When she died, the casket was emptied of jewels in preparation for great-grandmother’s ashes. Refined, beloved Marianne—matriarch of an enormous clan, fit to be buried in decorated porcelain lined with blue velvet. Until one cousin came to her senses. The box was ready to go, perched on a French writing desk in the front hallway. Family idling, coated and sad. One cousin turned to the other, saying, “What are we doing? Are we sure we want to bury this thing? It’s over a hundred years old.”
And thus the ashes were tipped into a FedEx envelope, later into a conventional urn, still later that morning buried properly with a scattering of Lutheran prayers, and for those who didn’t believe, fidgety silence.
Again the ER. Again the girl was unfolded on the table, dressed in a gown covered with blue fish. Two more days—making five—without much sustenance and only thimblefuls of Kool-Aid.
This time we were simmering. We pleaded our case to the receptionist and still hung five hours for someone from surgery. The surgeon arrived, ducking in for a few minutes between her own patients. She proposed a pelvic and rectal exam to get a better look inside, deliberate probing for sensitivity. If the appendix lies entirely within the pelvis, there’s often complete absence of abdominal rigidity, so her investigation was shamelessly thorough.

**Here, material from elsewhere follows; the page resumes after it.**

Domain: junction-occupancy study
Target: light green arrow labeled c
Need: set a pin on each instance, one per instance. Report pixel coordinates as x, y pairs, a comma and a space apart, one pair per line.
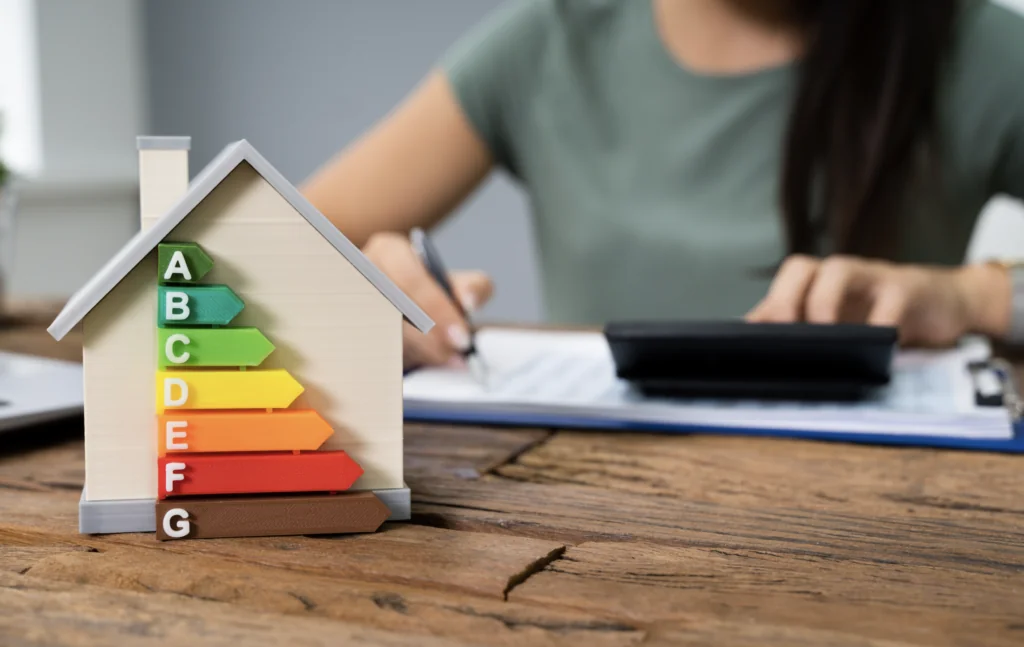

I asked if my daughter might need privacy, turned abruptly to leave, only to have the surgeon grab my arm and order my return. “She needs her mother right now. Please.”
But the patient was underresponsive, except to the indignity of it all. Or she w
as holding it in, holding out for a lesser diagnosis. I too edged into denial that anything more serious than flu was at hand. After all, that first doctor with the unpronounceable name, hadn’t he confirmed it two days earlier? The flu. Could we go home now?
Another two-hour wait and finally, by ultrasound, the appendix was sighted, tucked behind her uterus. It was indeed ruptured, flailing like a snipped hose, spreading little pellets of excrement into her gut. The patient was whisked into surgery, promised she would be sleeping like she’d never slept before. There followed an uneventful forty-eight hours blessed by on-demand morphine and as many popsicles as she wanted. She was only thirteen. The other food she craved was French fries, which of course were verboten.
In 2006, a graphic designer from the United Kingdom named Orlagh O’Brien conducted a survey she called Emotionally} Vague. The aim was to create a graphic or visual representation for each of five emotions: anger, joy, fear, sadness, and love. Two hundred and fifty men and women from over thirty-five countries between the ages of six and seventy-five responded. The sample was a mix of friends, their friends, colleagues, and strangers.
Q1: What makes you feel this emotion (let’s say “fear”)? Write it down.
After articles and prepositions, abstractions topped the list: “being,” “death,” “alone,” “heights,” “people,” “dark,” “darkness,” “control,” and so on. O’Brien arranged them into a stack, a box of words, with the most common in black, fading down to the least common in light silver: “spaces,” “unfamiliar,” “past,” “think,” “war.” Where were the specifics? The rusty nails, dysplastic cells, rotten eyeteeth, and wandering eyes? I half expected the list to work like a microscope, from general to particular, group to individual, but most of us, even the solitary fearful soul, never get beyond the broadest description. Language was a soft, floppy tool for this group trying hard to communicate what it felt. The result was like a fading Beckett monologue.